Uncoded Placement Optimization for Coded Delivery

We consider the classical coded caching problem as defined by Maddah-Ali and Niesen, where a server with a library of $N$ files of equal size is connected to $K$ users via a shared error-free link. Each user is equipped with a cache with capacity of $M$ files. The goal is to design a static content placement and delivery scheme such that the average load over the shared link is minimized. We first present a class of centralized coded caching schemes consisting of a general content placement strategy specified by a file partition parameter, enabling efficient and flexible content placement, and a specific content delivery strategy, enabling load reduction by exploiting common requests of different users.

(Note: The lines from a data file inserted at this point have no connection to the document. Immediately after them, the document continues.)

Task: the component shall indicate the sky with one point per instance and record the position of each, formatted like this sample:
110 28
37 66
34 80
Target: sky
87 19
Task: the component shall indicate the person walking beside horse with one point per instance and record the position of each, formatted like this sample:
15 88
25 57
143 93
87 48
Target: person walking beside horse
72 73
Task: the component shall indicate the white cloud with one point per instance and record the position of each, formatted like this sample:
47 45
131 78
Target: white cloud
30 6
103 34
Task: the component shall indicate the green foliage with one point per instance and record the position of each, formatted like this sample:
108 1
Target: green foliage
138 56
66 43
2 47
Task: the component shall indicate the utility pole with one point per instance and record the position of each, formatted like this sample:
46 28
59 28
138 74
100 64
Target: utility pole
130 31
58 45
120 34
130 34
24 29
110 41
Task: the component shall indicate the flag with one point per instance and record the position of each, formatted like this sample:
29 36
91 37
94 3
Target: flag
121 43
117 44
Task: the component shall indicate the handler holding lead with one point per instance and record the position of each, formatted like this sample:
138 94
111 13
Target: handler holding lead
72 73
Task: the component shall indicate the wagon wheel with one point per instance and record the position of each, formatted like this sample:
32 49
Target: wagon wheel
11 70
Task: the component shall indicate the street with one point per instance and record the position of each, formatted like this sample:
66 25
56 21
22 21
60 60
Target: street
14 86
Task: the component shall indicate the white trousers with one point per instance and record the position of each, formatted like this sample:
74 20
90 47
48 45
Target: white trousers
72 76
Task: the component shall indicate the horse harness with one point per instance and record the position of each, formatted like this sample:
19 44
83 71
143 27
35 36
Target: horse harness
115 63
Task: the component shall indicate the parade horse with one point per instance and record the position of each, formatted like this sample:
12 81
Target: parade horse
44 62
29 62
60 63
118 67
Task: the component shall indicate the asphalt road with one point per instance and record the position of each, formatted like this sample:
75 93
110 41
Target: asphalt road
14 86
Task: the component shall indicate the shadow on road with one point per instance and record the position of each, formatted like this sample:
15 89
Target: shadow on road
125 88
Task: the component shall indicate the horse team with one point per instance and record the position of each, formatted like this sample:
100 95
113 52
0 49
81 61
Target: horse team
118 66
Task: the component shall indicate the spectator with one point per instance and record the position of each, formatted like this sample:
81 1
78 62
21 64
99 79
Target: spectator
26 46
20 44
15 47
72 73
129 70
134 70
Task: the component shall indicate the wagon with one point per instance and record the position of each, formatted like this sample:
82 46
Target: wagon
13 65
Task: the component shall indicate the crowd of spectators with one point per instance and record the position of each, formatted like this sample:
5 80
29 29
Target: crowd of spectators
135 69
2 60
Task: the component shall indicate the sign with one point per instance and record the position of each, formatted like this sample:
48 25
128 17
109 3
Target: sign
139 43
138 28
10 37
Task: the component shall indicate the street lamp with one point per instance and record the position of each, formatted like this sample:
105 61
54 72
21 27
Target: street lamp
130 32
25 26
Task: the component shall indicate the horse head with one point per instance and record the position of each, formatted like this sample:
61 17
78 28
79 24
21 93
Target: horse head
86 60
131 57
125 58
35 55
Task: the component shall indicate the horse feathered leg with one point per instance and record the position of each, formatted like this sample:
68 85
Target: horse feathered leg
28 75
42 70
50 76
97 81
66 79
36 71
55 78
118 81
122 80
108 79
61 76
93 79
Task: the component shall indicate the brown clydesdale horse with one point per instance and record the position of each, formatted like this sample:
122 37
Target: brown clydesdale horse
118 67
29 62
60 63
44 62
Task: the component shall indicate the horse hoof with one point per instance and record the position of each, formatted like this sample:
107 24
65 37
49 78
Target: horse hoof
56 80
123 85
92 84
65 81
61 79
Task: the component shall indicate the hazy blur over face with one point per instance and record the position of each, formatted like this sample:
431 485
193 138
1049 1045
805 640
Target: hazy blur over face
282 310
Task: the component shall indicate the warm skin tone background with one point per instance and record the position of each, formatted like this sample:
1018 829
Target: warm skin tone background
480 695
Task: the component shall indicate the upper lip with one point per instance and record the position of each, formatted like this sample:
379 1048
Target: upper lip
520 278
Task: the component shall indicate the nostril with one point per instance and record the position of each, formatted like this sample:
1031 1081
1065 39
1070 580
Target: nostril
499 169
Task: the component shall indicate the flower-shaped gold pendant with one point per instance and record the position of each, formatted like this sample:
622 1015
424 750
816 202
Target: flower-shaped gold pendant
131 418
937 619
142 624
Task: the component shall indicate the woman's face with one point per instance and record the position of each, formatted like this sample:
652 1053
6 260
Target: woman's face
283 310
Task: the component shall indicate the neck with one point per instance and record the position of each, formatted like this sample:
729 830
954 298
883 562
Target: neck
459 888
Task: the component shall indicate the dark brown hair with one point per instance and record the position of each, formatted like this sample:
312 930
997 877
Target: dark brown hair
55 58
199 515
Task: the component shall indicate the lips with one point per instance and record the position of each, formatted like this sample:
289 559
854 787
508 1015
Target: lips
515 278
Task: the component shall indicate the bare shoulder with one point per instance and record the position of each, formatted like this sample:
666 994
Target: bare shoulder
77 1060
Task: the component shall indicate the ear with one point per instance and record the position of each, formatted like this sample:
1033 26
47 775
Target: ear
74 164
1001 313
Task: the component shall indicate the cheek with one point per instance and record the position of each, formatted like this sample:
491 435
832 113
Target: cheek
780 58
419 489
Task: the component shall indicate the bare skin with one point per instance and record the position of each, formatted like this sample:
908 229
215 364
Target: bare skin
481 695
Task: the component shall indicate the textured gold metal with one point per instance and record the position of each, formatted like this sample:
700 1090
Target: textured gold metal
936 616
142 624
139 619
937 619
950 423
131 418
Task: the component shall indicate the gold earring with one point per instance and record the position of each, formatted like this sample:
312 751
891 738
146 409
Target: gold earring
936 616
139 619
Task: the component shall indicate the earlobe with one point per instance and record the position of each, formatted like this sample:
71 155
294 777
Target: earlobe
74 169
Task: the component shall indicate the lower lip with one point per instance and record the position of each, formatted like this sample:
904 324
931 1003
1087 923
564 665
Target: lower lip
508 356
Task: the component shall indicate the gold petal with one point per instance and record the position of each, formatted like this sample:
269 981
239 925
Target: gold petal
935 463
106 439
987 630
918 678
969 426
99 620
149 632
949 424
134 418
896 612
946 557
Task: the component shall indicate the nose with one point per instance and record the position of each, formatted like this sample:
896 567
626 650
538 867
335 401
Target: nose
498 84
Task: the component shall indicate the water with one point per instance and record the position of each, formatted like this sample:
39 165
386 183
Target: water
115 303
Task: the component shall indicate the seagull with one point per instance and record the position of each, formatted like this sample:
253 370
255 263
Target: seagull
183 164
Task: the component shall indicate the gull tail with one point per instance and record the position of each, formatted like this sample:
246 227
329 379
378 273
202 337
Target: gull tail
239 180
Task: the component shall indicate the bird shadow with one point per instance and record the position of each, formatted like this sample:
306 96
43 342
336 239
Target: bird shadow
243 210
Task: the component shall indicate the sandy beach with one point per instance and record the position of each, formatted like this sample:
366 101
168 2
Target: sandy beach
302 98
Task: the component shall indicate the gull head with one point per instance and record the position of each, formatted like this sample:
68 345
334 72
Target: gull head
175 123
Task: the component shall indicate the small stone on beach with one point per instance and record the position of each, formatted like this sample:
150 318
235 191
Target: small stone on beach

For the proposed class of schemes, we consider two cases for the optimization of the file partition parameter, depending on whether a large subpacketization level is allowed or not. In the case of an unrestricted subpacketization level, we formulate the coded caching optimization in order to minimize the average load under an arbitrary file popularity. A direct formulation of the problem involves $N2^K$ variables. By imposing some additional conditions, the problem is reduced to a linear program with $N(K+1)$ variables under an arbitrary file popularity and with $K+1$ variables under the uniform file popularity. We can recover Yu {\em et al.}'s optimal scheme for the uniform file popularity as an optimal solution of our problem. When a low subpacketization level is desired, we introduce a subpacketization level constraint involving the $\ell_0$ norm for each file. Again, by imposing the same additional conditions, we can simplify the problem to a difference of two convex functions (DC) problem with $N(K+1)$ variables that can be efficiently solved.